At the Palais de Tokyo, where a single language is spoken, art, Albert Kriemler unveiled one of his most sensitive and conceptual collections to date. A dialogue in unison with Colombian artist Olga de Amaral, whose work has long transcended textile to inhabit space as painting, sculpture, and installation.

The collection begins with touch. “I don’t think in words; I think in touch and texture,” Kriemler states, establishing a process where fabric does not merely construct but narrates. It is no coincidence that texere, the shared root of “text” and “textile,” means both to weave and to tell. Within this intersection, Amaral’s work becomes essential. Her weavings of wool, linen, cotton, and horsehair, often layered with gesso and gold leaf, evolve into structures that do not decorate but exist as quiet presences that hold space.

This same philosophy translates onto the runway. The garments do not impose, they reveal. Kriemler shapes materials such as cashmere, nappa leather, organza, bouclé, and silk with an almost architectural precision, allowing the woman to emerge through them. Clothing becomes an extension of the body, a surface where memory and emotion are activated. It is not about dressing, but about making presence felt.

The encounter between these two worlds began in September 2025, when Kriemler traveled to Bogotá to visit Amaral’s studio. There, among looms and suspended fibers, a conversation around craft unfolded, centered on tactility as an elemental experience capable of stimulating the senses, triggering memory, and affirming presence. This idea materializes throughout the collection as a radical exploration of texture.
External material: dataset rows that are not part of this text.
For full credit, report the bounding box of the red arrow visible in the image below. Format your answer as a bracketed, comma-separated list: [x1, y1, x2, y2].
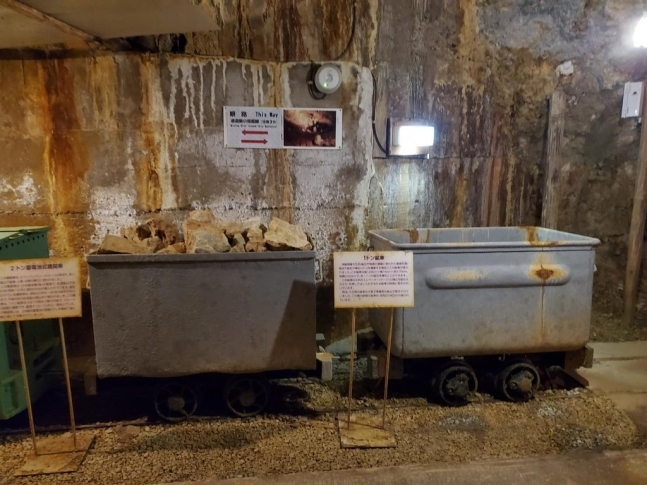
[240, 140, 267, 145]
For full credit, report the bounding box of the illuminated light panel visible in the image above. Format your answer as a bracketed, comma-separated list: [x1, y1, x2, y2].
[395, 125, 434, 147]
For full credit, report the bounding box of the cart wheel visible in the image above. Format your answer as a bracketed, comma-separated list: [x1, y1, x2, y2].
[497, 360, 539, 402]
[153, 381, 199, 423]
[432, 360, 478, 406]
[224, 375, 270, 418]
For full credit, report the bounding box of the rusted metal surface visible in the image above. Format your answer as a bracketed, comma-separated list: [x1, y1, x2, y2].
[88, 251, 317, 377]
[369, 227, 599, 358]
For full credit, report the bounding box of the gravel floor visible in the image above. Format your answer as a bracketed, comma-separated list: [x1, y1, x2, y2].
[0, 379, 637, 484]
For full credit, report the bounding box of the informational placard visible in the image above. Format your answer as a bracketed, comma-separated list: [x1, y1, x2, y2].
[224, 106, 283, 148]
[223, 106, 343, 149]
[0, 258, 81, 321]
[333, 251, 414, 308]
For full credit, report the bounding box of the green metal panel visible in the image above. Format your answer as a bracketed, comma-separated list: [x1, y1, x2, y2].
[0, 227, 49, 261]
[0, 227, 61, 420]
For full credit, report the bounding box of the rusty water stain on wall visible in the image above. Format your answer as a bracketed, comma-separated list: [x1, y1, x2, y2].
[39, 60, 89, 256]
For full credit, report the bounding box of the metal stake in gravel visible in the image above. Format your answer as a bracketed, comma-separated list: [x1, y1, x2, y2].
[0, 258, 94, 476]
[333, 251, 414, 448]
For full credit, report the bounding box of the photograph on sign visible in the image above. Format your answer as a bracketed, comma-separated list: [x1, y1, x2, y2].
[283, 108, 343, 149]
[0, 258, 81, 321]
[223, 106, 283, 148]
[333, 251, 414, 308]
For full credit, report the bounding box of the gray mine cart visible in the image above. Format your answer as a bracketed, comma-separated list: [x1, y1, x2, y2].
[369, 227, 599, 405]
[87, 251, 324, 421]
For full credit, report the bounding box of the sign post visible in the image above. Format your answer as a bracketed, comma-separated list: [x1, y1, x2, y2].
[0, 258, 92, 475]
[333, 251, 414, 447]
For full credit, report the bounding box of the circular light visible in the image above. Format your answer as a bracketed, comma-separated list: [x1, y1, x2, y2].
[315, 64, 341, 94]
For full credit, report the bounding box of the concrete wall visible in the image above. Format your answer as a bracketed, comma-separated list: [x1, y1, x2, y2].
[0, 55, 374, 342]
[181, 0, 647, 326]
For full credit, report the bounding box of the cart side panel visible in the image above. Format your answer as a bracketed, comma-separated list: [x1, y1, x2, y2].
[371, 228, 597, 358]
[88, 253, 316, 377]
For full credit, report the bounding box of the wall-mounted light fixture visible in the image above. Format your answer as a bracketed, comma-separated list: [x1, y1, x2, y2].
[308, 64, 342, 99]
[634, 14, 647, 47]
[387, 118, 434, 158]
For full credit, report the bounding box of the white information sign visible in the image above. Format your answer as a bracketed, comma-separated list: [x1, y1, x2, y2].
[224, 106, 283, 148]
[333, 251, 414, 308]
[0, 258, 81, 321]
[223, 106, 343, 150]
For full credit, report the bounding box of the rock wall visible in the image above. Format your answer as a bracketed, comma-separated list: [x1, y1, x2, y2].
[0, 55, 373, 342]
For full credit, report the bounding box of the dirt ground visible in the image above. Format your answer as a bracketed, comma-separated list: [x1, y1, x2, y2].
[0, 379, 640, 485]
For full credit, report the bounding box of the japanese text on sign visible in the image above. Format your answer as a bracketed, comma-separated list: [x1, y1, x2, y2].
[0, 258, 81, 321]
[223, 106, 283, 148]
[334, 251, 414, 308]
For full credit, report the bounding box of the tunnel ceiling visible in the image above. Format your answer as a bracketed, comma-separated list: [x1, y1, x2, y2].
[0, 0, 214, 49]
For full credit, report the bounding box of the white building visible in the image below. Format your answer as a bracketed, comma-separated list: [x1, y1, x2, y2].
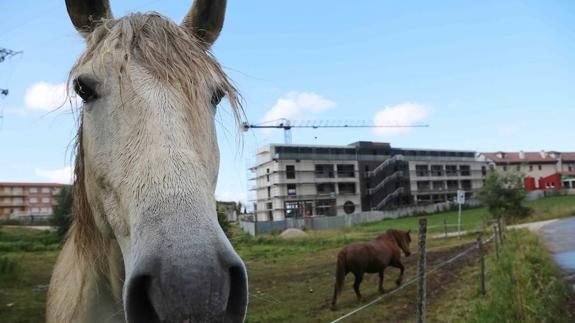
[251, 142, 486, 221]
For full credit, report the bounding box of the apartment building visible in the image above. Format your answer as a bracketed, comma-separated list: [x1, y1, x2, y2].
[0, 183, 63, 218]
[481, 150, 575, 191]
[251, 141, 486, 221]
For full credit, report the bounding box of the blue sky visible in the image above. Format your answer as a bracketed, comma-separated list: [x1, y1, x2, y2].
[0, 0, 575, 204]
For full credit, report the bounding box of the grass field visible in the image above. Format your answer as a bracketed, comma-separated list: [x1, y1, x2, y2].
[0, 196, 575, 323]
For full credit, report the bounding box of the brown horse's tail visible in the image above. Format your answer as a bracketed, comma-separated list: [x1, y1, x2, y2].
[331, 249, 347, 310]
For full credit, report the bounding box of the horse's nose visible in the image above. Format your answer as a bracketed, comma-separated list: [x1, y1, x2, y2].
[125, 244, 247, 323]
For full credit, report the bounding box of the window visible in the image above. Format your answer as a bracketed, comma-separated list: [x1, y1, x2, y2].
[433, 181, 445, 191]
[337, 164, 355, 177]
[415, 165, 429, 176]
[447, 181, 459, 191]
[417, 182, 431, 192]
[431, 165, 443, 176]
[315, 164, 334, 178]
[286, 165, 295, 179]
[343, 201, 355, 214]
[284, 201, 302, 218]
[316, 183, 335, 194]
[445, 165, 457, 176]
[266, 203, 274, 221]
[315, 199, 337, 216]
[337, 183, 355, 194]
[287, 184, 297, 196]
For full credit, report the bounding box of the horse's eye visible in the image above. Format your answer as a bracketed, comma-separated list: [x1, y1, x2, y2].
[74, 78, 98, 103]
[211, 89, 226, 106]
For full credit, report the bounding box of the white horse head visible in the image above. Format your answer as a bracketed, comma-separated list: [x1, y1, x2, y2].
[47, 0, 247, 323]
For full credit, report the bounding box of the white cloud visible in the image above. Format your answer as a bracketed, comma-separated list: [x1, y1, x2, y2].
[373, 102, 431, 136]
[261, 91, 336, 122]
[499, 127, 519, 136]
[35, 166, 73, 184]
[24, 81, 70, 111]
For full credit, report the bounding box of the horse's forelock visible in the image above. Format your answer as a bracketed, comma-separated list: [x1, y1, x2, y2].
[69, 124, 105, 267]
[68, 12, 244, 129]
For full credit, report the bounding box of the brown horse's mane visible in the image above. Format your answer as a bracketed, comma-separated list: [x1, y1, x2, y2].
[68, 12, 243, 268]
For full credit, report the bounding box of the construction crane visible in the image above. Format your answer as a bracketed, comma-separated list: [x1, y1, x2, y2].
[242, 118, 429, 144]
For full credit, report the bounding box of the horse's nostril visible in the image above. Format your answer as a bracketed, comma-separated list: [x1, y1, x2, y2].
[126, 275, 160, 323]
[226, 262, 248, 322]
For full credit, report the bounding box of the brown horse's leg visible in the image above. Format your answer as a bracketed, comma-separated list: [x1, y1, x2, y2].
[353, 272, 363, 303]
[379, 269, 384, 294]
[389, 260, 405, 286]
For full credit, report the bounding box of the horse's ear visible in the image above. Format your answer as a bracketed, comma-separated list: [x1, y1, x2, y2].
[182, 0, 227, 47]
[66, 0, 112, 38]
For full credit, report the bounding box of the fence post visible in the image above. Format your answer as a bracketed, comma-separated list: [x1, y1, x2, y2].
[497, 217, 503, 245]
[417, 218, 427, 323]
[493, 225, 499, 261]
[477, 234, 485, 295]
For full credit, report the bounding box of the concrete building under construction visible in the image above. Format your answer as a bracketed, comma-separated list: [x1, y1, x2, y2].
[251, 141, 487, 221]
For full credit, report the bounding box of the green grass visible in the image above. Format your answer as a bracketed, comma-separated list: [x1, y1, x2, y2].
[470, 230, 572, 323]
[0, 228, 60, 323]
[427, 230, 575, 323]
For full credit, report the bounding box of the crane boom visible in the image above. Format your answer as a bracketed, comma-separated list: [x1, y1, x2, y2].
[242, 118, 429, 144]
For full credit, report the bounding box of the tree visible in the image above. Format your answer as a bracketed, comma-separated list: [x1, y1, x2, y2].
[217, 210, 231, 238]
[479, 171, 533, 218]
[50, 185, 74, 241]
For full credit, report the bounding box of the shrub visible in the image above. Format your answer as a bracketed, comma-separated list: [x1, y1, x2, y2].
[471, 231, 569, 323]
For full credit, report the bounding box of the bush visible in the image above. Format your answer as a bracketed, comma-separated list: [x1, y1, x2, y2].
[470, 230, 569, 323]
[479, 171, 533, 218]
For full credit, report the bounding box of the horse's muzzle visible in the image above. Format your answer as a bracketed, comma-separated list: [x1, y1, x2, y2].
[125, 249, 247, 323]
[124, 218, 248, 323]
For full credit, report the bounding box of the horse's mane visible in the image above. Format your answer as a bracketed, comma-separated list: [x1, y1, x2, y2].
[68, 12, 243, 264]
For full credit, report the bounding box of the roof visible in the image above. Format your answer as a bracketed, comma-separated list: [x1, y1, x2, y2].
[481, 151, 575, 163]
[0, 182, 66, 187]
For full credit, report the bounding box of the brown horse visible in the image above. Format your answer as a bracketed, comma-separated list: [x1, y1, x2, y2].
[331, 229, 411, 310]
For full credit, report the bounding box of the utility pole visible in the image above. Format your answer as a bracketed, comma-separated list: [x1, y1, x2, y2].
[0, 47, 23, 127]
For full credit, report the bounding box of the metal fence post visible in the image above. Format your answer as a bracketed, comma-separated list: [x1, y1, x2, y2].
[417, 218, 427, 323]
[493, 225, 499, 261]
[477, 234, 485, 295]
[497, 217, 503, 244]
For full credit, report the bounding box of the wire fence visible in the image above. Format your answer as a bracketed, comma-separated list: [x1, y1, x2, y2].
[331, 218, 504, 323]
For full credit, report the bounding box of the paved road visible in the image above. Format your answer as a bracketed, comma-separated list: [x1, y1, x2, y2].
[539, 217, 575, 276]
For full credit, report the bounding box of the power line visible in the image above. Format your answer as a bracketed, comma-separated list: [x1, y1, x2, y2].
[0, 47, 23, 63]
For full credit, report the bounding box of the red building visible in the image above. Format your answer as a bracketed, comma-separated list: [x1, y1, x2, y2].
[482, 151, 575, 191]
[0, 182, 64, 218]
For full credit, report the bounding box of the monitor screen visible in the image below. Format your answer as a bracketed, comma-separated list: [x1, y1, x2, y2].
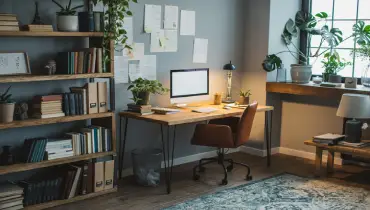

Visually, the collection unfolds as a choreography of matter and light. References to Amaral’s Nudo and Alquimia series emerge through the use of color, vibrant and absolute, and in surfaces that seem to radiate their own luminosity. Fringes fall like suspended threads, textiles dissolve into fragments, and layers of organza evoke floating structures. Gold, a recurring element in Amaral’s work, appears in lamé finishes and metallic reflections that capture light in motion.

The 53 looks operate as variations of a single gesture, to intertwine materials, disciplines, and cultures. A subtle Latin American resonance runs through the collection in its color, tactility, and sense of craft, without ever diluting the DNA of Akris. Instead, it expands it. Swiss precision meets the material richness of Latin America in a dialogue that feels both rare and deeply contemporary.

More than a collaboration, this is an act of translation. Kriemler does not reference Amaral, he interprets her. He takes her language, made of knots, grids, density, and light, and transposes it onto the moving body. The result is a collection where fashion moves beyond the visual to become a fully sensory experience. In the end, this is a celebration of AKRIS itself—a collection that embodies the brand’s elegance, precision, and capacity to merge heritage with innovation.